In vivo selection for corrected ß-globin alleles after CRISPR/Cas9 editing in human sickle hematopoietic stem cells

Sickle Cell Disease (SCD), one of the world's most common genetic disorders, causes anemia and progressive multiorgan damage that typically shortens lifespan by decades; currently there is no broadly applicable curative therapy. Cas9 RNP-mediated gene editing with an ssDNA oligonucleotide donor yields more than 20% correction of the sickle mutation in long-term engrafting human HSCs. Using RNA-seq, we further find that in vivo erythroid differentiation markedly enriches for cells carrying corrected ß-globin alleles.
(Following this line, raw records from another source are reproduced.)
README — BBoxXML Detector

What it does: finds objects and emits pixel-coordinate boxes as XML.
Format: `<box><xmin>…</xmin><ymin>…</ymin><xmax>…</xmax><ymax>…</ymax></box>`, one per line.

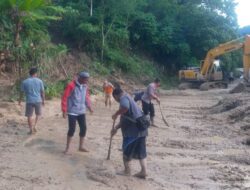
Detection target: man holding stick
<box><xmin>111</xmin><ymin>88</ymin><xmax>148</xmax><ymax>178</ymax></box>
<box><xmin>61</xmin><ymin>72</ymin><xmax>93</xmax><ymax>154</ymax></box>
<box><xmin>142</xmin><ymin>78</ymin><xmax>160</xmax><ymax>126</ymax></box>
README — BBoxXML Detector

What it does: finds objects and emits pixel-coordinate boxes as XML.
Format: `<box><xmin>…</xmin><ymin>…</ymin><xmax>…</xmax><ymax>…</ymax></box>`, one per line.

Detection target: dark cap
<box><xmin>29</xmin><ymin>67</ymin><xmax>37</xmax><ymax>75</ymax></box>
<box><xmin>78</xmin><ymin>71</ymin><xmax>89</xmax><ymax>78</ymax></box>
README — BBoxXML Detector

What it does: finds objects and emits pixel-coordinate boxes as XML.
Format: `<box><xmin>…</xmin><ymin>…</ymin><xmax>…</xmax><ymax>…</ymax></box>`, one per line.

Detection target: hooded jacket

Adoption of a high-fidelity Cas9 variant demonstrates that this approach can yield efficient editing with almost no off-target events. These findings indicate that the sickle mutation can be corrected in human HSCs at levels that are likely to be curative if translated into a therapy.

镰状细胞病（Sickle Cell Disease, SCD）是全球最常见的遗传性疾病之一，可引发贫血及进行性多器官损伤，通常会使患者寿命缩短数十年，目前尚无广泛适用的治愈性疗法。研究团队采用单链DNA寡核苷酸供体（ssDNA oligonucleotide donor）配合Cas9核糖核蛋白复合物（Cas9 RNP）介导的基因编辑技术，可使长期植入的人造血干细胞（hematopoietic stem cells, HSCs）中镰状突变的校正率超过20%。通过RNA测序（RNA-seq）进一步分析发现，体内红系分化过程会显著富集携带校正后β-珠蛋白等位基因的细胞。使用高保真Cas9变体的实验表明，该策略可实现高效基因编辑，且几乎无脱靶事件发生。上述研究结果证实，可在人造血干细胞中实现镰状突变的校正，若该技术转化为治疗手段，其校正水平有望达到治愈疾病的标准。